Turkey snubs pro-Kurdish party in constitution talks
December 28, 2015
Turkey's prime minister has refused to include Kurds in talks for a new constitution amid a dangerous uptick in violence in the country. A prosecutor has opened an investigation into the country's top Kurdish politician.
Turkish prosecutors on Monday opened an investigation into the country's top Kurdish politician over a statement on "autonomy," a day after a group of Kurdish political groups set out a framework for self-rule.
The investigation against Selahattin Demirtas (pictured), the co-chair of the pro-Kurdish People's Democratic Party (HDP), comes amid a serious breakdown in political talks with the ruling Justice and Development (AK) Party government and a spiral of violence between Kurdish militants and security forces that has pushed the country closer to the edge of civil war.
Demirtas has immunity from prosecution that could be stripped only by parliament, but a sentence could still be imposed for a time he no longer has immunity.

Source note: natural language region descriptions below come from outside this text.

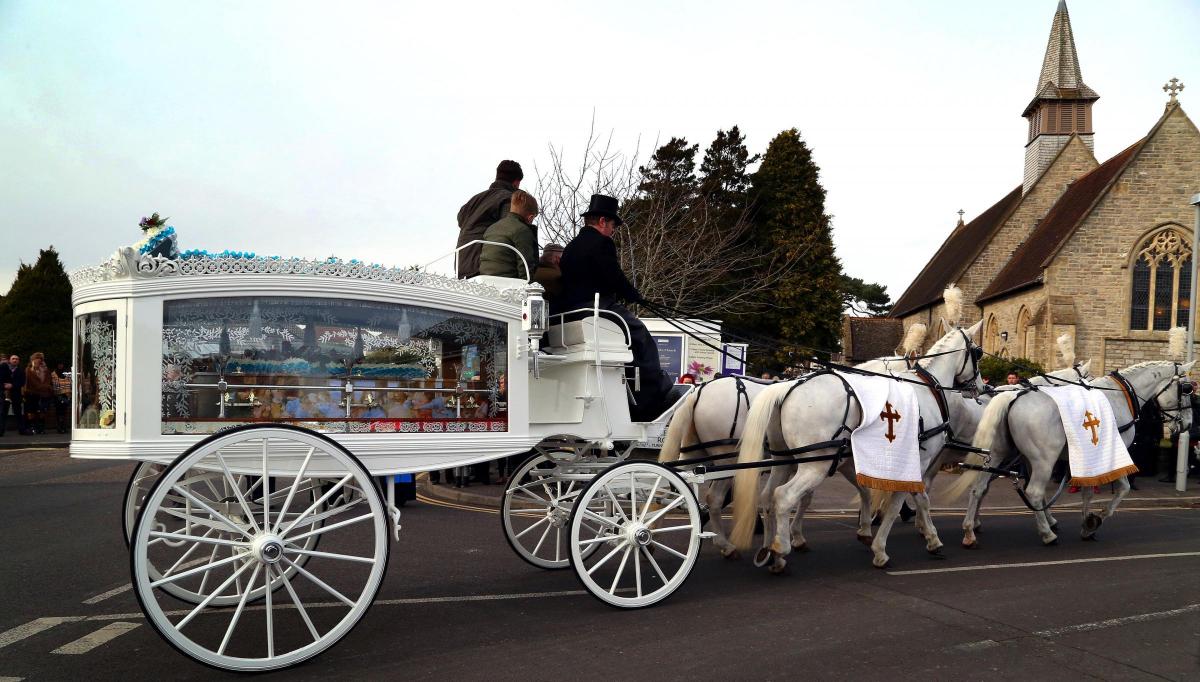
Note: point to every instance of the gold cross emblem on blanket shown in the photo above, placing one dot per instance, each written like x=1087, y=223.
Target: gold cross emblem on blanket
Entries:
x=1092, y=423
x=892, y=417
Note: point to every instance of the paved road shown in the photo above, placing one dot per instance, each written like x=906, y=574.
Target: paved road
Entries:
x=457, y=603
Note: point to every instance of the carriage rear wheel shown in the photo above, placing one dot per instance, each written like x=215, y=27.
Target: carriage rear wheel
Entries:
x=647, y=534
x=215, y=489
x=257, y=537
x=537, y=509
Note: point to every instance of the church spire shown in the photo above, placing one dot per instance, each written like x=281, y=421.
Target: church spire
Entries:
x=1062, y=102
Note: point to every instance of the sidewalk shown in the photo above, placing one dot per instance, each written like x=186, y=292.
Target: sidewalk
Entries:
x=835, y=495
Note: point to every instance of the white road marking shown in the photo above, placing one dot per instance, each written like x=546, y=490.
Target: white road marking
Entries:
x=90, y=641
x=31, y=628
x=113, y=592
x=1116, y=622
x=1036, y=563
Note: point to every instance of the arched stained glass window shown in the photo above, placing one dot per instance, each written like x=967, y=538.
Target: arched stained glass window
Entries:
x=1162, y=282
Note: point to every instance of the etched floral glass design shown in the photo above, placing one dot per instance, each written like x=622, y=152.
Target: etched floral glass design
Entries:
x=334, y=365
x=96, y=370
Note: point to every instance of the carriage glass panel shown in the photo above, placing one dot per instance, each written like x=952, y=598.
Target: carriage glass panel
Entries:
x=334, y=365
x=95, y=366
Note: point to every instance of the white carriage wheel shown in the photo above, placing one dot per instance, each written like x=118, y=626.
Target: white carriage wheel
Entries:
x=143, y=479
x=535, y=512
x=648, y=534
x=322, y=600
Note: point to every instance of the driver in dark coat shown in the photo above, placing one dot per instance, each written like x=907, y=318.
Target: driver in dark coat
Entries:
x=591, y=267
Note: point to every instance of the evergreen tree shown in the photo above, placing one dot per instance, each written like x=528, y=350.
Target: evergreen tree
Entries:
x=790, y=217
x=36, y=312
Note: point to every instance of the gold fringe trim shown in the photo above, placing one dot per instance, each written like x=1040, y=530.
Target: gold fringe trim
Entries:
x=889, y=484
x=1104, y=477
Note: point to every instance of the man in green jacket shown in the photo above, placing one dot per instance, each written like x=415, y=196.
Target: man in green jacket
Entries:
x=515, y=229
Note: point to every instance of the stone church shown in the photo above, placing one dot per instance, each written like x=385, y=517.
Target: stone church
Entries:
x=1099, y=251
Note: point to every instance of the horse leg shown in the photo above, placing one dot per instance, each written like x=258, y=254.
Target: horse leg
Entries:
x=879, y=545
x=798, y=542
x=864, y=503
x=925, y=522
x=786, y=497
x=714, y=497
x=1036, y=490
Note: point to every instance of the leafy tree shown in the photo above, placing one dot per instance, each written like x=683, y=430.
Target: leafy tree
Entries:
x=996, y=369
x=790, y=219
x=867, y=299
x=36, y=312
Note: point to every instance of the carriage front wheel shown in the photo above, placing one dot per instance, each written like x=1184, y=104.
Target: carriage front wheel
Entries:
x=635, y=534
x=252, y=538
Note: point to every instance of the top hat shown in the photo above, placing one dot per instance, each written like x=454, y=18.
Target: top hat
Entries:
x=605, y=207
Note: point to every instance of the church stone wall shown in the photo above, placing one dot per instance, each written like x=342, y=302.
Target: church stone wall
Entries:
x=1074, y=161
x=1092, y=268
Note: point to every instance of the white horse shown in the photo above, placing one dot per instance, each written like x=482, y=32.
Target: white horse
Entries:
x=817, y=411
x=1031, y=428
x=715, y=414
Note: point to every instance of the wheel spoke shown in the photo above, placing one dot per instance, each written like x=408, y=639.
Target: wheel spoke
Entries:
x=670, y=528
x=213, y=596
x=237, y=490
x=605, y=560
x=663, y=512
x=621, y=569
x=312, y=507
x=330, y=527
x=649, y=557
x=295, y=483
x=203, y=539
x=319, y=582
x=333, y=556
x=670, y=550
x=540, y=521
x=215, y=514
x=197, y=569
x=649, y=498
x=241, y=604
x=292, y=592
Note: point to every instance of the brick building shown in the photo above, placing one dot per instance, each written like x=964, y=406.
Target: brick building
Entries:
x=1099, y=251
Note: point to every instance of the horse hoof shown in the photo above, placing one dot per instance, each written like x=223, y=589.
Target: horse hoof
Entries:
x=761, y=557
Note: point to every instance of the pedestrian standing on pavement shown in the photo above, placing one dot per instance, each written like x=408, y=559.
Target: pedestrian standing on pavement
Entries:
x=12, y=378
x=481, y=210
x=63, y=396
x=39, y=393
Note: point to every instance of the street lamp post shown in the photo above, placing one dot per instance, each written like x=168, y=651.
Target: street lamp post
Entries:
x=1181, y=458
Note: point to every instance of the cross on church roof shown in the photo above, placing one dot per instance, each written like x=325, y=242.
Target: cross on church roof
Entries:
x=1174, y=88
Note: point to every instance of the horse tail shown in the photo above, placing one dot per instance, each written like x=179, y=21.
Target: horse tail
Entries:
x=745, y=484
x=994, y=418
x=681, y=431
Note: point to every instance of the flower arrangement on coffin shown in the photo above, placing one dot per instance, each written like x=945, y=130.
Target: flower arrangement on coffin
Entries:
x=159, y=238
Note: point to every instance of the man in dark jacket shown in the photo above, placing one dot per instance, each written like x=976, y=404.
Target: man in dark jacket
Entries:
x=481, y=211
x=12, y=381
x=517, y=231
x=591, y=267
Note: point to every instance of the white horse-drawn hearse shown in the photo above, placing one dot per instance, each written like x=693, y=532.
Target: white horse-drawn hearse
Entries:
x=271, y=402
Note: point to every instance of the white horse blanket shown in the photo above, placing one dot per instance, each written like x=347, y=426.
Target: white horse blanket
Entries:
x=887, y=452
x=1095, y=448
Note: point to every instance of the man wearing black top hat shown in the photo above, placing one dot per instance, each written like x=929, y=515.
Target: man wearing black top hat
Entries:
x=589, y=267
x=483, y=210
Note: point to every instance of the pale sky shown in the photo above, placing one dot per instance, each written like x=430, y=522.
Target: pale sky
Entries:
x=358, y=129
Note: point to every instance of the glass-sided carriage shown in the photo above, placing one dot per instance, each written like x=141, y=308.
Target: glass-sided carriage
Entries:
x=269, y=404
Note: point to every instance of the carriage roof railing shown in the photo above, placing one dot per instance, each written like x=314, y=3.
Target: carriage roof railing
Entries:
x=474, y=241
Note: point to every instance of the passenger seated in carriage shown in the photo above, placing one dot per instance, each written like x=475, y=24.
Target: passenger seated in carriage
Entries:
x=591, y=267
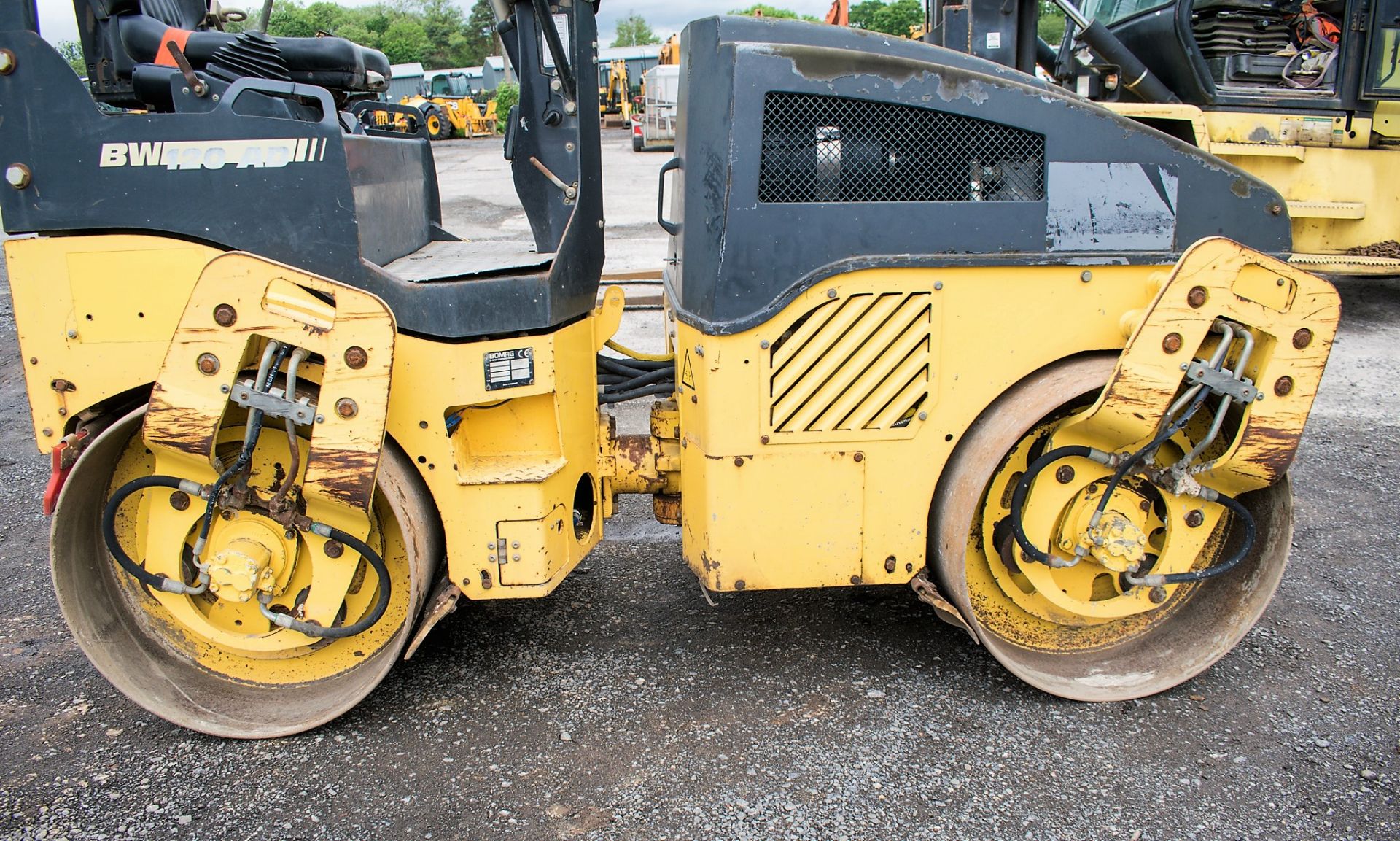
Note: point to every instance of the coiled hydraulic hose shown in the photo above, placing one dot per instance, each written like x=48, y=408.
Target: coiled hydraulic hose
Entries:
x=1018, y=498
x=1251, y=533
x=152, y=580
x=283, y=620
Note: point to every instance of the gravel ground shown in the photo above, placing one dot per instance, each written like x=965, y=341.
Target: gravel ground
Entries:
x=626, y=707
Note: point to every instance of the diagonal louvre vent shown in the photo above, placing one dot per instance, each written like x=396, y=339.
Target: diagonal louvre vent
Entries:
x=835, y=149
x=852, y=364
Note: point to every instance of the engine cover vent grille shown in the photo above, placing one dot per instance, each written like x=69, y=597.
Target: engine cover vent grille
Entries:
x=835, y=149
x=856, y=364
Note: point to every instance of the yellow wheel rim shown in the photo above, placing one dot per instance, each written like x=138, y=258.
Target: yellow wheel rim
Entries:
x=198, y=667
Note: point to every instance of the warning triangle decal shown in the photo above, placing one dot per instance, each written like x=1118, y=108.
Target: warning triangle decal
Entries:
x=688, y=377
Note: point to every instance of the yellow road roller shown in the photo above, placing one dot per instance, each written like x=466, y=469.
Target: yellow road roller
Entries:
x=931, y=322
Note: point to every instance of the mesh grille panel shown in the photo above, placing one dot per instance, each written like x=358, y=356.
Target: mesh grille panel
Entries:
x=832, y=149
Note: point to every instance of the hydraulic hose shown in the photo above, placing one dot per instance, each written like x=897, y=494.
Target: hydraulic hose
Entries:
x=152, y=580
x=664, y=388
x=1018, y=497
x=637, y=354
x=266, y=373
x=283, y=620
x=1251, y=535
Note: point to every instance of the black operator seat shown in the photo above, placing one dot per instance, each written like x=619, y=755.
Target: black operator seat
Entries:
x=133, y=33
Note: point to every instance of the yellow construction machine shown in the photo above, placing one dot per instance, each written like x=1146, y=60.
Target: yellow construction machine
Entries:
x=448, y=109
x=615, y=97
x=1304, y=94
x=930, y=322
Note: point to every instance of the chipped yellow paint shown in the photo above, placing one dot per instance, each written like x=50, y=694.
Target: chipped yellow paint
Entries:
x=68, y=290
x=1339, y=185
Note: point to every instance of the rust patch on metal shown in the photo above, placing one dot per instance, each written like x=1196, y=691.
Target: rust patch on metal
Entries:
x=185, y=430
x=346, y=475
x=665, y=508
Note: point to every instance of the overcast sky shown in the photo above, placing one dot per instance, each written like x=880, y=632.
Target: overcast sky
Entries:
x=665, y=16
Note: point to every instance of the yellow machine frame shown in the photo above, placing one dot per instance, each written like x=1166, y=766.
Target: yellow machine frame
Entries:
x=840, y=504
x=1337, y=182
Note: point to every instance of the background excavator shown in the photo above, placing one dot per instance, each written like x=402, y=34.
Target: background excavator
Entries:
x=1299, y=93
x=930, y=322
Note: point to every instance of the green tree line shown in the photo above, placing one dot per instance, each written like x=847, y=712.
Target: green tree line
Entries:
x=436, y=33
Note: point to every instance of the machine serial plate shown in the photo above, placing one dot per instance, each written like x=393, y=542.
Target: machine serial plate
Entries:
x=508, y=368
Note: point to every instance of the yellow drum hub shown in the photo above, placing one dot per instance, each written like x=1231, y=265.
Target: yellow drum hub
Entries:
x=1057, y=518
x=251, y=557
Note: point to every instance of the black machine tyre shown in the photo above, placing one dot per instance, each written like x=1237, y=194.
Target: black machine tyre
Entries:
x=1118, y=659
x=135, y=646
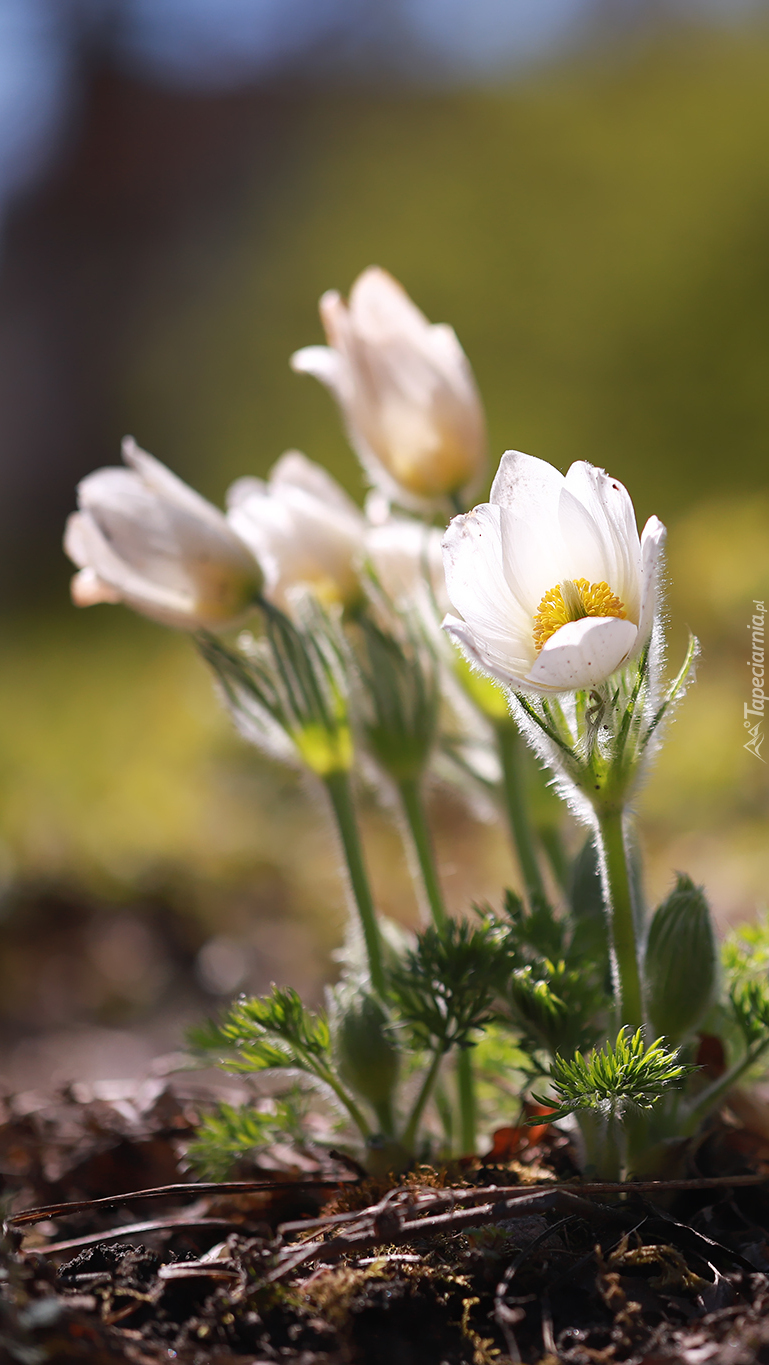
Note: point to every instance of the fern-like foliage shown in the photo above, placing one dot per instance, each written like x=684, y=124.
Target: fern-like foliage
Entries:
x=615, y=1079
x=750, y=1003
x=234, y=1132
x=228, y=1134
x=267, y=1032
x=445, y=986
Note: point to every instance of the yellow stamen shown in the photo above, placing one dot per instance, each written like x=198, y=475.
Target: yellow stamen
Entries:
x=571, y=601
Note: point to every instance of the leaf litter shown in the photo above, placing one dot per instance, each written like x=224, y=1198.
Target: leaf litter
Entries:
x=486, y=1263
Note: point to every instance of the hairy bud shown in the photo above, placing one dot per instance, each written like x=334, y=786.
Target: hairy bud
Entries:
x=680, y=961
x=369, y=1059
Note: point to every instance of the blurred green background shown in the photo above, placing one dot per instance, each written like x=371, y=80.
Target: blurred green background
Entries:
x=598, y=236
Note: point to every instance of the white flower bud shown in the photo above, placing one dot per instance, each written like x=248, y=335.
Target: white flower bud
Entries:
x=404, y=388
x=303, y=528
x=145, y=538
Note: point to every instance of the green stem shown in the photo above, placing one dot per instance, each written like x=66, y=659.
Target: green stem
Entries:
x=508, y=743
x=466, y=1089
x=618, y=896
x=414, y=811
x=425, y=1091
x=340, y=793
x=365, y=1129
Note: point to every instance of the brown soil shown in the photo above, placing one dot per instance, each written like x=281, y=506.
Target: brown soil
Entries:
x=308, y=1264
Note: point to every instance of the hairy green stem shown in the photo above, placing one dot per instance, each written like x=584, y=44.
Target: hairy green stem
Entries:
x=618, y=894
x=365, y=1129
x=508, y=743
x=425, y=1091
x=414, y=811
x=467, y=1107
x=340, y=793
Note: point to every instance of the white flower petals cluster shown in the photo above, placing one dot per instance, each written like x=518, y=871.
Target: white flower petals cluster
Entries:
x=145, y=538
x=404, y=388
x=544, y=531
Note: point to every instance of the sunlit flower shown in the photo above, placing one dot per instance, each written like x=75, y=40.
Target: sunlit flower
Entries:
x=404, y=388
x=553, y=583
x=303, y=528
x=145, y=538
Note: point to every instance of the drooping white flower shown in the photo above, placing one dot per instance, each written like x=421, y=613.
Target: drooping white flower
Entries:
x=404, y=388
x=555, y=586
x=303, y=528
x=145, y=538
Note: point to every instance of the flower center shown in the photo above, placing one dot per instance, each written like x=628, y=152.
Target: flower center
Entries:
x=571, y=601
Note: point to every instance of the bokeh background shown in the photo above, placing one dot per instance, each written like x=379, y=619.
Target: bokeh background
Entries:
x=581, y=189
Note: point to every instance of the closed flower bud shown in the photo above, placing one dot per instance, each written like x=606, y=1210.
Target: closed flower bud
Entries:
x=369, y=1059
x=303, y=528
x=680, y=964
x=144, y=538
x=404, y=388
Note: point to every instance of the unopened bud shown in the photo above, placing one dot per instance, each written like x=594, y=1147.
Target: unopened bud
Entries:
x=680, y=964
x=369, y=1059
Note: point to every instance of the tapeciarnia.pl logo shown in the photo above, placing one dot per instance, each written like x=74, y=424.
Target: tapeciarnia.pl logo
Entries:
x=754, y=710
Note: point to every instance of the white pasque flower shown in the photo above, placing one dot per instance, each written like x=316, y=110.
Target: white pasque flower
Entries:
x=145, y=538
x=404, y=388
x=303, y=528
x=553, y=583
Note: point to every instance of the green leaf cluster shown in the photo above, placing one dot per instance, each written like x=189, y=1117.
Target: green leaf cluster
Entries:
x=234, y=1132
x=556, y=990
x=447, y=984
x=613, y=1079
x=265, y=1032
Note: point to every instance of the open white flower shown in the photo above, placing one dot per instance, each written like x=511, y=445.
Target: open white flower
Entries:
x=404, y=388
x=145, y=538
x=303, y=528
x=553, y=583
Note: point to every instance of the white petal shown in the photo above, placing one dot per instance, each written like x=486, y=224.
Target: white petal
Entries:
x=323, y=363
x=170, y=604
x=527, y=492
x=294, y=470
x=381, y=307
x=527, y=486
x=89, y=590
x=243, y=489
x=582, y=654
x=652, y=543
x=159, y=479
x=480, y=590
x=612, y=516
x=504, y=666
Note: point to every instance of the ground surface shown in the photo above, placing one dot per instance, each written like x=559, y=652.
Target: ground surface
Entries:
x=506, y=1260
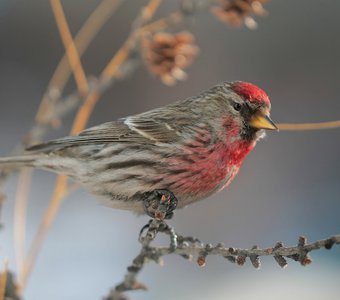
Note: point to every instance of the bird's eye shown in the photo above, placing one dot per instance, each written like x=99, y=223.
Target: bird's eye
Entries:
x=237, y=106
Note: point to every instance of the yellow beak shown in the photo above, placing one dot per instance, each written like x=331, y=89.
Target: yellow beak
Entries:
x=261, y=120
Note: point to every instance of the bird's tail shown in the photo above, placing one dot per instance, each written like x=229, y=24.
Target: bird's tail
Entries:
x=18, y=161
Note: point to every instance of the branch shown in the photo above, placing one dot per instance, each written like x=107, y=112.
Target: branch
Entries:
x=187, y=247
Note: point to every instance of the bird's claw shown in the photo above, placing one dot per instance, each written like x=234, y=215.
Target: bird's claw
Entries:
x=160, y=204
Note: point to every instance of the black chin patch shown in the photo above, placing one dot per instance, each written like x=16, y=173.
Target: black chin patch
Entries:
x=249, y=133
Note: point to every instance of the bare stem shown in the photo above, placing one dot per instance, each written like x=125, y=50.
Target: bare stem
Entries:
x=21, y=199
x=187, y=247
x=70, y=47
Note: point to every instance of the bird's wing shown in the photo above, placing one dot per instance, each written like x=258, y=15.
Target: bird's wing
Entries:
x=137, y=129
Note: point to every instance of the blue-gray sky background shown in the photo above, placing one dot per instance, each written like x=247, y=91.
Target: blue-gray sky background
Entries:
x=289, y=185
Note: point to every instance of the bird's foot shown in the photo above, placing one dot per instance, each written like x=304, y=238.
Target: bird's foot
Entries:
x=160, y=204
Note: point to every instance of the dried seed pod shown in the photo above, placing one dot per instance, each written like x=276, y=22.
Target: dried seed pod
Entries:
x=167, y=55
x=238, y=12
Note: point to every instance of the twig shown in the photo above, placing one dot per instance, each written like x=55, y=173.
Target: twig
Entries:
x=82, y=40
x=3, y=280
x=187, y=247
x=71, y=50
x=21, y=199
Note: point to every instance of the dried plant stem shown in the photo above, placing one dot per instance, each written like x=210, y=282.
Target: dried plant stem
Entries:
x=21, y=199
x=113, y=66
x=82, y=40
x=86, y=34
x=71, y=50
x=3, y=280
x=309, y=126
x=187, y=247
x=49, y=216
x=163, y=23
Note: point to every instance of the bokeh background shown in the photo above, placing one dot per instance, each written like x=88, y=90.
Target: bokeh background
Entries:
x=288, y=186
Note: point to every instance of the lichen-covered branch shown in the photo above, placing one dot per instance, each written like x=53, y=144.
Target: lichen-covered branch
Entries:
x=188, y=247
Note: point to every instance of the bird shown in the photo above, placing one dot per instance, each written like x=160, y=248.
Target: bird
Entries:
x=184, y=151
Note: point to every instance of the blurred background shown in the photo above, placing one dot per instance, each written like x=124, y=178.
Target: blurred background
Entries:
x=288, y=186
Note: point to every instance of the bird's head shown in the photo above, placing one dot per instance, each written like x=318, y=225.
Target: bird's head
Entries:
x=248, y=109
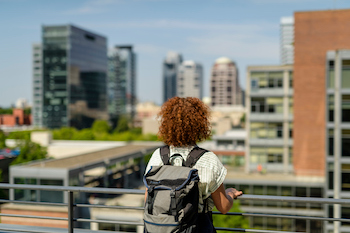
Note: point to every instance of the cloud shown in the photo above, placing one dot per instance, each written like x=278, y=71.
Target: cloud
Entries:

On Sunday, a congress of Kurdish groups that includes the HDP issued a 14-point declaration for self-rule and decentralization as a new democratic project to address what it described as the failed model of the Turkish state.
"Today we are facing the problems caused by the failure to come up with a democratic and political resolution to the Kurdish question," the declaration stated.
The Kurdish people have struggled for legal and political status that "is predicated on a sense of democratic politics and governance, co-existence and achievement of a democratic resolution to the Kurdish question on the basis of political status," the declaration added.
Government excludes Kurds from constitution talks
Turkish Prime Minister Ahmet Davutoglu on Monday said he would not include the HDP, the third-largest party in parliament, in meetings scheduled for this week with other parties to lay the ground for talks aimed drawing up a new constitution for Turkey because of the "disrespectful" attitude of its leadership.
"I can discuss the constitution with anyone, but the unity of Turkey is not a matter of discussion," Davutoglu said.
Last week, the prime minister accused Demirtas of "treason" after the Kurdish leader visited Moscow a month after Turkey shot down a Russia jet on the Syrian border.
Previous attempts to draw up a new constitution to replace the one written up by the military following a 1980 coup have floundered.
AK Party founder and current President Recep Tayyip Erdogan wants the new constitution to create a US-style presidential system that critics argue would grant his authoritarian government enhanced powers.
The main opposition Republican Peoples' Party (CHP), ultra-nationalist MHP (Nationalist Movement Party), and the HDP are all against the presidential system. The AK Party would need the support of other parties to change the constitution either through a two-thirds vote in parliament or 60 percent vote followed by a referendum.
Turkey's 15 to 20 million Kurds want the constitution to recognize their identity and language and decentralize the highly centralized state. They have long dropped demands for independence and instead want to work within a democratic Turkey.
Spiral of violence
The breakdown of a two year ceasefire and peace talks between the state and banned Kurdistan Workers' Party (PKK) in July, followed by a spiral of violence that has claimed the lives of hundreds of security forces, militants and civilians since the summer, has hardened the position of both sides of the conflict.
The PKK has traditionally operated in rural areas and the mountains, but since July the group's urban youth wing, the YDG-H, over which it has questionable control, declared "autonomous administration" in several towns. Armed Kurdish groups have also set up so-called "self-defense" forces.
In response, several Kurdish towns and districts in southeastern Turkey - including Cizre, Silopi, Nusaybin, Dargecit and Diyarbakir's Sur district - have been under weeks of 24-hour, open-ended curfews as the military carries out operations against the PKK-affiliated militants who have built barricades and trenches to keep security forces out.
The government has vowed to root out every last "terrorist" from Turkish soil and accused Kurdish politicians of provoking the violence.
In turn, Kurdish political groups including that of Demirtas have defended the declaration of local autonomy and self-defense as a response to collapsed peace talks and the rejection of demands for legal and political status. The Turkish government accuses the HDP of being the legal arm of the PKK, a charge the HDP denies.
More than 1 million people have been impacted by the curfews and at least 100,000 people have fled as electricity and water has been cut. The curfews have prompted widespread protests against the government and security forces, which have fired water canon, tear gas and even live bullets at those violating the curfews.
According to the Human Rights Foundation of Turkey, since mid-August there have been 56 open-ended curfews and at least 124 civilians have been killed, including women and children.
The PKK is recognized as a terror organization by the European Union, the United States and Turkey. At least 40,000 people have been killed and hundreds of thousands displaced in nearly three decades of fighting.